Mit der siebten Nummer “Oblivious” werde ich hellhörig. Der Bass… eine Referenz an “Message Beneath Contempt” vom 2002er “Dedication”. Yes! Und ab geht’s…nicht. In der Strophe dominieren Hagman und Drums (die bisweilen interessante Spielereien an der HiHat zu bieten haben), die Gitarre unterstützt lediglich den Doppelgesang Hagmans aus Melodie und Screams. Im Refrain kombiniert der Shouter seine Screams erneut mit seinen Melodieideen und kreiert einen mitsingfähigen Chorus für jedermann, der live mehr als gut funktionieren könnte. Ein wenig Melancholie macht sich breit im instrumentalen C-Teil, der in typischer Popsong-Manier in den letzten Refrain ausleitet.

“Polarized” beginnt böse. Bass und Gitarre harmonieren düster, inhaltlich beklagt Hagman die Missstände der Welt und so fügt sich dann auch das Gesamtbild gut zusammen.
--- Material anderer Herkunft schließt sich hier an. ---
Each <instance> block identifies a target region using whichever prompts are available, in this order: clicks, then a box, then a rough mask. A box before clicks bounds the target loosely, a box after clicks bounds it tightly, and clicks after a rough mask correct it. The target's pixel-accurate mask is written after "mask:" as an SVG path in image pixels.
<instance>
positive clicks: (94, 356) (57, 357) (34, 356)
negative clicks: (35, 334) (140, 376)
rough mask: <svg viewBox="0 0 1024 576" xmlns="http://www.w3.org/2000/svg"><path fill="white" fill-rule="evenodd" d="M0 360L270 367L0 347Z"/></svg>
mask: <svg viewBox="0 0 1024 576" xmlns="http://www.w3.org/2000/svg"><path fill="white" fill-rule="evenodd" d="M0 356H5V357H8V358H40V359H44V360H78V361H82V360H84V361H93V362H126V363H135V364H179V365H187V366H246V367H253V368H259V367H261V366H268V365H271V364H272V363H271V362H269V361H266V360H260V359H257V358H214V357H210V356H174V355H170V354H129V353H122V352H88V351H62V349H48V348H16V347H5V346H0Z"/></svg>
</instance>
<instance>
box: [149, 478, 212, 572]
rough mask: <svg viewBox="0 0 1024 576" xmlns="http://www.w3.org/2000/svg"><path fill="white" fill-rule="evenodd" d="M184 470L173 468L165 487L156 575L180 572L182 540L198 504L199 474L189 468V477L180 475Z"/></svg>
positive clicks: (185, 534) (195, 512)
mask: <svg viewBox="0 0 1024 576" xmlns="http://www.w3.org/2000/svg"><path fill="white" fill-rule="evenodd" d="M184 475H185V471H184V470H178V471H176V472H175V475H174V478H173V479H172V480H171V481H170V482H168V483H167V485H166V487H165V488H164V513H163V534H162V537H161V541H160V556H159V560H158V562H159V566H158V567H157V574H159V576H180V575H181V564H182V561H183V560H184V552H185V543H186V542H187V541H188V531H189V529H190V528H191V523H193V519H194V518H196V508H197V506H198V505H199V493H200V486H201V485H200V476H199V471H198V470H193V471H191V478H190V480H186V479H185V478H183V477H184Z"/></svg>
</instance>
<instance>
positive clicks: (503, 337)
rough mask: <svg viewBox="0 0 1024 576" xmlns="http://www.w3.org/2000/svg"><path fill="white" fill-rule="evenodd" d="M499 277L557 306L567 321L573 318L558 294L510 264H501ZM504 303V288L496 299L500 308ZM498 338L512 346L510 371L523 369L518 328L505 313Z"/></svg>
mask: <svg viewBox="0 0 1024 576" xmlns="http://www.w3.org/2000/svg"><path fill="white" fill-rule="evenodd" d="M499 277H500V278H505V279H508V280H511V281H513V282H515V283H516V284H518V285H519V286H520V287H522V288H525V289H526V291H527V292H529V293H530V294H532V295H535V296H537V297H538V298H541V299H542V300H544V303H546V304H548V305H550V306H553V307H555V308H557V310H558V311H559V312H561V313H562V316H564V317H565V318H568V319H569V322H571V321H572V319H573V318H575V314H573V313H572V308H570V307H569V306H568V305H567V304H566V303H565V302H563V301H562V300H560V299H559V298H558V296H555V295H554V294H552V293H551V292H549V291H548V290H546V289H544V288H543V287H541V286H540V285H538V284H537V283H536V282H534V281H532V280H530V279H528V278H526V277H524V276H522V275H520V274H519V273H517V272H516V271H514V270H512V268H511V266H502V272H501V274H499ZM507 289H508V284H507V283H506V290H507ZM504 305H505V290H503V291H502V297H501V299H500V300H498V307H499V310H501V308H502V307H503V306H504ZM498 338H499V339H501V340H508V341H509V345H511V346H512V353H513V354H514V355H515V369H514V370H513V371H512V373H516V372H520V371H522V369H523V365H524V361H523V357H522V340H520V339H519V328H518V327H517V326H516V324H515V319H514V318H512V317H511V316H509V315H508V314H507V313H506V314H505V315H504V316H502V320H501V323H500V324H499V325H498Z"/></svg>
Schon nach einer guten Minute finden wir uns aber in einem der supercleanen Parts wieder, die auch in einigen der vorherigen Songs einen überraschenden Effekt hatten. Die Düsterkeit weicht, die Stimmung des Songs ändert sich beinahe komplett, wenngleich es inhaltlich weiter rigoros zu Werke geht und Hagman wütend mahnt, dass das alles kein Computerspiel sei. “Violence. Hatred. Animosity” schmettert er dem Hörer abschließend entgegen.
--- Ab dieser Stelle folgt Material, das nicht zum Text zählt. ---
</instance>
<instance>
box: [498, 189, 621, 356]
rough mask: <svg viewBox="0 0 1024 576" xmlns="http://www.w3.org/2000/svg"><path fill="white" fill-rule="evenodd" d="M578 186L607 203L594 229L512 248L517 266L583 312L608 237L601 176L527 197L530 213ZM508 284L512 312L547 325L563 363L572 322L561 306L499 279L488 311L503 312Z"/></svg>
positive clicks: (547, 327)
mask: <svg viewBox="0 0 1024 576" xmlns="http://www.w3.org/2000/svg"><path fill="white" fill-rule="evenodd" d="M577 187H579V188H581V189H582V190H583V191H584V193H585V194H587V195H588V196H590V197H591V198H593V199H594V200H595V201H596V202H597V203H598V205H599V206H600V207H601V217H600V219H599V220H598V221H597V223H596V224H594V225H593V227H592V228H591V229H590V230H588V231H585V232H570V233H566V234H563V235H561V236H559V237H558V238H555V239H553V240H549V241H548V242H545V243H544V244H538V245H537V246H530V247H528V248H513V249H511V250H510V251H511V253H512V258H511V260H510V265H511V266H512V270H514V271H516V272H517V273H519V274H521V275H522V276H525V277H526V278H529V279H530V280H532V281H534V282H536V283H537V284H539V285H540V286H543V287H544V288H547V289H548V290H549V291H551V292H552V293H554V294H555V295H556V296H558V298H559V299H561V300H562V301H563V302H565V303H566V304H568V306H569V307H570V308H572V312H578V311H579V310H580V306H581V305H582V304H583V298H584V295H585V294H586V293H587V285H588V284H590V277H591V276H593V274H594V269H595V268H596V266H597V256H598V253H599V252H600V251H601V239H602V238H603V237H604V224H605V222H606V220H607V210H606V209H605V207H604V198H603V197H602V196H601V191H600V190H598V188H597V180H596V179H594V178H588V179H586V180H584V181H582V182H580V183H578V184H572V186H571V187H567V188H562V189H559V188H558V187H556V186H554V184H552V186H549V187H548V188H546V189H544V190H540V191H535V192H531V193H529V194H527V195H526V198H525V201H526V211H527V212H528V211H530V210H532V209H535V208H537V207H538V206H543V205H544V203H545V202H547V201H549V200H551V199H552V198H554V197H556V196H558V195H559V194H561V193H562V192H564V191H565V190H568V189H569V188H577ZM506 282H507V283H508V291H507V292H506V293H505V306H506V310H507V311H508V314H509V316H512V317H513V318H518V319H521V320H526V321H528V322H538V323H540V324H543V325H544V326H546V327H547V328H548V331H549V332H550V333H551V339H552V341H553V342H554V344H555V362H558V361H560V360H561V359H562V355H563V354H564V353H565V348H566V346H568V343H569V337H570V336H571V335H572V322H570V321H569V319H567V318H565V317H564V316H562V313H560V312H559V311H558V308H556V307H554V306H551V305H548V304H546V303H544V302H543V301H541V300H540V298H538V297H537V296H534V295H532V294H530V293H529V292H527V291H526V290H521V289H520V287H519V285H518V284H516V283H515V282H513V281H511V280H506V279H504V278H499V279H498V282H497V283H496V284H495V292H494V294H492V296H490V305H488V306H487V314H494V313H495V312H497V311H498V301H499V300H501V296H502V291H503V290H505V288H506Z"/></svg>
Die vorletzte Nummer “We Are Here” klingt neubekannt, also wie eine Referenz an vorherige Songs des vorliegenden Albums. Mit “Hey, we’re here, let’s make it loud and clear!” hat Hagman auch hier seine Hook platziert, die mit einer leicht zu merkenden Melodie schnell im Ohr ist und sobald auch nicht mehr vergessen wird. Überraschend kommt der Breakdown bei Minute 02:05. Kein hochkreatives Rhythmuspattern, aber ein willkommener Kontrast zu vorangegangenen Harmonien.
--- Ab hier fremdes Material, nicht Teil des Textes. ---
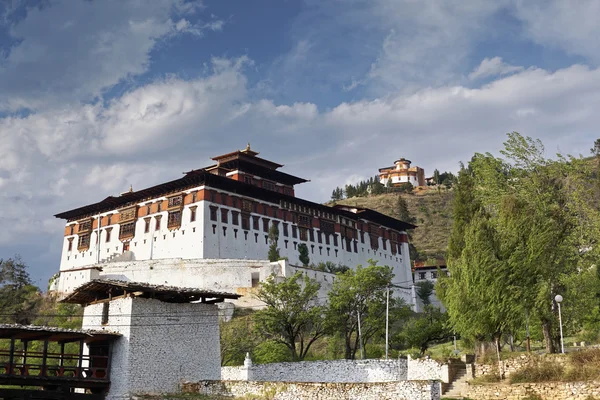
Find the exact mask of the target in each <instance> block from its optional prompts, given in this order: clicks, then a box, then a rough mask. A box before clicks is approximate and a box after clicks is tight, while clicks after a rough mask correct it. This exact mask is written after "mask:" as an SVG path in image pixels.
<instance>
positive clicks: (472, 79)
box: [469, 57, 523, 80]
mask: <svg viewBox="0 0 600 400" xmlns="http://www.w3.org/2000/svg"><path fill="white" fill-rule="evenodd" d="M522 70H523V67H518V66H515V65H510V64H507V63H505V62H504V61H502V58H501V57H494V58H484V59H483V61H481V64H479V66H478V67H477V68H475V69H474V70H473V72H471V73H470V74H469V79H470V80H477V79H484V78H489V77H491V76H502V75H509V74H512V73H514V72H519V71H522Z"/></svg>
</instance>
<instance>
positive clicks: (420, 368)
mask: <svg viewBox="0 0 600 400" xmlns="http://www.w3.org/2000/svg"><path fill="white" fill-rule="evenodd" d="M450 378H451V375H450V367H449V365H448V364H442V363H440V362H439V361H435V360H432V359H429V358H422V359H416V360H413V359H412V358H410V356H409V357H408V362H407V374H406V379H408V380H409V381H414V380H429V379H435V380H440V381H442V382H444V383H449V382H450Z"/></svg>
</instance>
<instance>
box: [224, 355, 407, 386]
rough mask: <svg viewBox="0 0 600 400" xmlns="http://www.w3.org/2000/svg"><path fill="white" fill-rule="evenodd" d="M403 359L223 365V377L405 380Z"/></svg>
mask: <svg viewBox="0 0 600 400" xmlns="http://www.w3.org/2000/svg"><path fill="white" fill-rule="evenodd" d="M406 369H407V364H406V359H405V358H400V359H396V360H376V359H373V360H329V361H301V362H294V363H271V364H255V365H252V366H251V367H250V368H249V370H250V372H248V371H247V370H246V369H245V367H222V368H221V379H222V380H226V381H227V380H230V381H236V380H246V376H248V375H249V376H250V377H251V378H250V380H253V381H271V382H396V381H403V380H406V376H407V370H406Z"/></svg>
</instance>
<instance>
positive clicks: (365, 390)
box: [182, 381, 441, 400]
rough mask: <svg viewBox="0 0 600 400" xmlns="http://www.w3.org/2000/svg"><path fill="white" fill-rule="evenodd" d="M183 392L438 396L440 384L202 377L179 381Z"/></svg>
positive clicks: (416, 397) (374, 398)
mask: <svg viewBox="0 0 600 400" xmlns="http://www.w3.org/2000/svg"><path fill="white" fill-rule="evenodd" d="M182 389H183V392H184V393H201V394H204V395H221V396H240V397H242V396H247V395H255V396H265V397H268V398H269V399H273V400H325V399H327V400H330V399H361V400H392V399H394V400H401V399H405V400H438V399H439V398H440V392H441V388H440V384H439V383H438V382H432V381H402V382H380V383H308V382H240V381H202V382H197V383H188V382H186V383H183V385H182Z"/></svg>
Mit dem 03:23 Min. langen “Unsinkable II” (eine Referenz zu “Unsinkable” vom Album “From The North”) beschließen Raised Fist ihr siebtes Album. Und anders als bisher steht Hagman hier nicht erst im C-Teil mit seiner Clean-Stimme im Vordergrund, sondern leitet die Nummer direkt damit ein. Der Refrain, der konträr zur Strophe Halftime gespielt wird birgt in der Tat vielleicht die beste Hook der gesamten Platte durch seine aszendierende Gesangslinie. So baut Hagman – unterstützt durch Rhythmus und Gitarre sowie Bass – die Melodie in einer stakkatohaften Art und Monotonie auf, bis sie im vergleichsweise langezogenen und hohen “Unsinkable” gipfelt. Bis auf den wehklagenden Unterton beider Refrains hat “Unsinkable II” nicht viel gemein mit der eher im Hardcore verankerten 2015er Nummer “Unsinkable”. Ein cleaner Mollakkord schließt die metaphorische Türe des Albums nach exakt 29 Min und 32 Sekunden.


Foto: Raised Fist / Offizielles Pressebild

ALBUM
Anthems
Künstler: Raised Fist

Erscheinungsdatum: 15.11.2019
Genre: ,
Label: Epitaph Records
Medium: CD, Vinyl

Raised Fist Anthems
Raised Fist Anthems
7.5
FAZIT
“Anthems” ist das, was Raised Fist erreichen wollten - eine Zusammenstellung von zehn ähnlich gearteten Songs, die allesamt irgendwie eine Hook, ein leicht zu erinnerndes Fragment besitzen. Dass es genau zehn Songs sein mussten und keiner mehr, egal, was da komme, sei dahingestellt. Was stutzig macht, ist die Zurückhaltung der Gitarren. Stellenweise könnte man meinen, dass hier nur ein Gitarrist am Werke ist, obwohl mit Jimmy Tikkanen und Daniel Holmgren acht bzw. 18 Jahre Gitarrenerfahrung innerhalb der Band an der Platte mitgearbeitet haben. Man hat das Gefühl, die Gitarren sind an die Leine gelegt.

Sie wollen und könnten, dürfen aber nicht - im Sinne des Soundkonzepts oder woran auch immer diese Entscheidung liegen mag. Damit zusammenhängend überrascht auch das eher gemäßigte Tempo der Platte nicht. Wo früher zumindest immer noch klare Fragmente aus dem Hardcore auch an den Instrumenten durchschienen und nicht nur Hagmans Stimme das härteste Element der Songs darstellte, so finden sich auf “Anthems” kaum noch Spuren der Vergangenheit. Ein Drumfill hier, ein Basspart da. Aber subjektiv betrachtet der Hardcore wurde zur Ruhe gebettet. Im Interview sagte uns Sänger Alle, dass es eben genau der Oldschool-Hardcore sei, den er auf der Platte sieht. Zählt man die von ihm erwähnten Bands wie Judge zu diesen Aspekten, mag der Hardcore noch existent sein. Was hier einfach nicht ganz passt, ist der Sound.

"Anthems" ist glatt. Nicht überproduziert, aber eben leicht verdaulich, ohne Kanten, Ecken, Risse, Dreck. Raised Fist haben definitiv experimentiert. Sie sind von ihren üblichen Strukturen abgewichen, haben mit für sie neuen Sounds herumgespielt und eine Linie verfolgt. Schade ist dabei nur, wenn vor lauter Zielstrebigkeit die Spontanität verloren geht und das Fundament, auf dem diese Band ihren Sound in meinen Ohren aufgebaut hat allzu oft aus den Augen verloren wird. Sicherlich werden Raised Fist mit “Anthems” neue Fans gewinnen und auf ihrer Tour mit Boysetsfire in größeren Hallen auch die richtigen Nummern platzieren können, um ein paar Chöre im Publikum zu wecken. Um es bildlich auszudrücken: Persönlich hätte ich mir mehr Roundhouse Kicks und weniger Tai Chi nach vier Jahren Wartezeit und mit massig inspirierenden, weltpolitischen Themen gewünscht. Mehr auf die Fresse und weniger in den Arm nehmen - so sehr ich auch Pazifist bin.